Копчик пошевелил свечку, пламя дрогнуло - мол, время заканчивается. Белый лоб наморщился над бархатной маской - гофмаршал думал.

– Когда?
– наконец спросил он у зеркала.

– Quid? Cum?
– переспросил Аксель почти растерянно.

– Ты дьявол, ты сам должен знать, что - когда, - с задором в голосе отозвался гофмаршал. "Сам устроил спектакль, и сам же издевается" - зло подумал Копчик и хотел было задуть к чертям свечу, но Аксель скроил зверскую рожу и выдал ответ:

– Cum Tokyo fiet in silva!

Копчик дунул на свечку, и вовремя - гофмаршал рухнул как подкошенный поперек пентаграммы, рядом с убитым кроликом, и кроличья кровь обагрила его белокурыя косы.

– Ну вот, опять, - огорченно прошептал Копчик.

– Exorcizo te, immundissime spiritus, omnis incursio adversarii ...
– забубнил Ласло, завершая церемонию. Княгиня опустилась на колени перед павшим своим ангелом, попыталась перевернуть, и ей удалось - гофмаршал был хищник некрупный. Теперь он валялся на пентаграмме лицом вверх, бледный и прекрасный, как изломанная золотая марионетка, и дамы склонялись над ним, веяли крылами, словно наседки, а посол в смятении отступал. Копчик и Аксель наблюдали за ними всеми из-за зеркала с интересом и опаской.
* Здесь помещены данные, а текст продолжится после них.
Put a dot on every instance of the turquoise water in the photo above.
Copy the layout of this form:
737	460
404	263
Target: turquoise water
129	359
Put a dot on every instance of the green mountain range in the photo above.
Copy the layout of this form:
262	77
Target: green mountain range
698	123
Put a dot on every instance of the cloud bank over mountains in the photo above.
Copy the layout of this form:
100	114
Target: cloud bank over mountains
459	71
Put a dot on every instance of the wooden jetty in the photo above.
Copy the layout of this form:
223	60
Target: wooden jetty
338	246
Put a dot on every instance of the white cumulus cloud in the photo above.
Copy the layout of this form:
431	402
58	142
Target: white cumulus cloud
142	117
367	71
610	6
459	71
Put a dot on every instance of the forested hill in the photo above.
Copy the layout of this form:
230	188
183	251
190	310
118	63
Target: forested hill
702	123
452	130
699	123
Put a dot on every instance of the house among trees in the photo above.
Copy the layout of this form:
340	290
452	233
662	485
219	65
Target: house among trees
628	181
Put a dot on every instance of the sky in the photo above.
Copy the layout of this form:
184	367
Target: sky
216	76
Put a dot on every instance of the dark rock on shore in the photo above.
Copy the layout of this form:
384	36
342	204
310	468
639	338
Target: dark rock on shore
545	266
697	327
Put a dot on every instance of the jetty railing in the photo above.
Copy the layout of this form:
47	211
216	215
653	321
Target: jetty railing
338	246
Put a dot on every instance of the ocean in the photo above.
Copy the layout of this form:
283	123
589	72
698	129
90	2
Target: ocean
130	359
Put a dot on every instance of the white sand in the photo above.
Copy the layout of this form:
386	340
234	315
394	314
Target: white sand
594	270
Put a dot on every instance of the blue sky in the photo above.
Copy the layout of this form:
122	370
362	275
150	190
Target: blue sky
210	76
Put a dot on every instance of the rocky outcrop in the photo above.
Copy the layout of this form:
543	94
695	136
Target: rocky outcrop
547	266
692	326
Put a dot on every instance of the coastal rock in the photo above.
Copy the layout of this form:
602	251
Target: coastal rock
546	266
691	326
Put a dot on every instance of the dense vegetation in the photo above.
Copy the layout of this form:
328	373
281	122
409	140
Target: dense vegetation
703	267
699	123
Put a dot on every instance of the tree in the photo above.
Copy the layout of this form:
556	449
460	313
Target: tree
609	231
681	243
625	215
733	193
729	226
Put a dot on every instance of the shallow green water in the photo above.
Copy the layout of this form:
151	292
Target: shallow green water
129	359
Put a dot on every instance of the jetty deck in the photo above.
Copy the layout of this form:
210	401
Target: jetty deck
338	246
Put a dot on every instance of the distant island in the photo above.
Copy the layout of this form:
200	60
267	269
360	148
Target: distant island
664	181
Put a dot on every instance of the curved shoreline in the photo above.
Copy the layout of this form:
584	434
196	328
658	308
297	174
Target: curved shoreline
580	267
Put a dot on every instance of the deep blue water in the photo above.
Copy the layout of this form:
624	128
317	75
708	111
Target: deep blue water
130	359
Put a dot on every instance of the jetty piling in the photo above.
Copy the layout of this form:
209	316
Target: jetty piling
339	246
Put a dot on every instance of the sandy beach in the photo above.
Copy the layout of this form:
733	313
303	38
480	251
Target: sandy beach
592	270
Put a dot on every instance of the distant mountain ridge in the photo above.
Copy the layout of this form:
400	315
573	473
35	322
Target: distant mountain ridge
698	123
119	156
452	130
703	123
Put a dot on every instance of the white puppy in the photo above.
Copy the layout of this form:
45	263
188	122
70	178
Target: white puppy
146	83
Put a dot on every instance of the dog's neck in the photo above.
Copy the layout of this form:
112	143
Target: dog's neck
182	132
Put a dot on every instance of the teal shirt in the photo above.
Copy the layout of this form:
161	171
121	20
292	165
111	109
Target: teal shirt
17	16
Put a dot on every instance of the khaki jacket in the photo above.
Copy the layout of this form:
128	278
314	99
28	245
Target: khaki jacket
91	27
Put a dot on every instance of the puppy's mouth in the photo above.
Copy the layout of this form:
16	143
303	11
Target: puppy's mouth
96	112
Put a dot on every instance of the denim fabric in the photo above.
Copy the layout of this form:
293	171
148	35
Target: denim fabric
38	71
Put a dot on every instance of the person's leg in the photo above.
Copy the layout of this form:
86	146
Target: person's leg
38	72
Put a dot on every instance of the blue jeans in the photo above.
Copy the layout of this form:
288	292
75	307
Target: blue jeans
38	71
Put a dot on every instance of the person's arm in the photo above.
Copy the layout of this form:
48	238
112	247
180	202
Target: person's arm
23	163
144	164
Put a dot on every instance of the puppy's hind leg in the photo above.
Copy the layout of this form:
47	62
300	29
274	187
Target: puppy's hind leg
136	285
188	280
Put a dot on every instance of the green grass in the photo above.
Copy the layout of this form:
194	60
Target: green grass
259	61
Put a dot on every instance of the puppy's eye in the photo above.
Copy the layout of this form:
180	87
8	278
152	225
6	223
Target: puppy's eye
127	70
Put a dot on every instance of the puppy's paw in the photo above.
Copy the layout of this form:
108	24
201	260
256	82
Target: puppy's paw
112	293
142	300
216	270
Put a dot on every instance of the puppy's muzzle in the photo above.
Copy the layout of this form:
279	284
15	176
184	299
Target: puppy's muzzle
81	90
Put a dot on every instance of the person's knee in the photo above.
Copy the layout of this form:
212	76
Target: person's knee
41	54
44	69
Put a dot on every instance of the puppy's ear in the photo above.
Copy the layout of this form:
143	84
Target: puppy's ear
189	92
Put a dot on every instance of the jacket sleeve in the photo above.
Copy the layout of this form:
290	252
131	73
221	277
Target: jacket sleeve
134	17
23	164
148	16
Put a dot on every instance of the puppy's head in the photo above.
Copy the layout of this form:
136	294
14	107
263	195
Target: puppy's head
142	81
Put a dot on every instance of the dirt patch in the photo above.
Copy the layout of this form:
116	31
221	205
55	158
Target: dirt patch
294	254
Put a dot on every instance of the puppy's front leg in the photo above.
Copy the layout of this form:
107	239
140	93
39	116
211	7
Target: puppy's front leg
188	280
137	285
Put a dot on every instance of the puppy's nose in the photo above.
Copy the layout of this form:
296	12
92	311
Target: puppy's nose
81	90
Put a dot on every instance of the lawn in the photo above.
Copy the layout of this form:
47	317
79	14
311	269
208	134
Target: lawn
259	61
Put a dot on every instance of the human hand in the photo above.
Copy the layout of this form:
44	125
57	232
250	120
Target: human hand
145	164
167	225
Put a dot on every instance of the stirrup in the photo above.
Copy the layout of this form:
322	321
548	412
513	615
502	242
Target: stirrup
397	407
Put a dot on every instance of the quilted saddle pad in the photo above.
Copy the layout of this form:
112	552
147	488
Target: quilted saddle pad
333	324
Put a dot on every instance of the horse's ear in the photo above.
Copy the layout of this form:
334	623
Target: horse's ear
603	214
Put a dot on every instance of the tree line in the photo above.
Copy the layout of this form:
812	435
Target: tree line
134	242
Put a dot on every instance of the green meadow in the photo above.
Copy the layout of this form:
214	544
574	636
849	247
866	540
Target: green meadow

– Вот что не так мы делаем?
– шепотом возмутился Аксель, - Почему они у нас падают?

– А что ты ему сказал?
– прошептал Копчик.

– Когда Токио превратится в лес, - отвечал Аксель, - ну, попытался сказать. Но он-то вроде понял.

1998 (зима)

"Бог мой, отчего мы бессильны, как герои итальянских опер моего концертмейстера Арайи? Мы стоим на сцене в наших красивых нарядах, богини и боги сходят к нам с небес и говорят с нами, и убивают нас - а мы можем всего лишь любить их. Или отказаться любить. И в этом - единственная наша свобода воли" - так писал он в последнем письме ко мне, накануне нашей ссоры.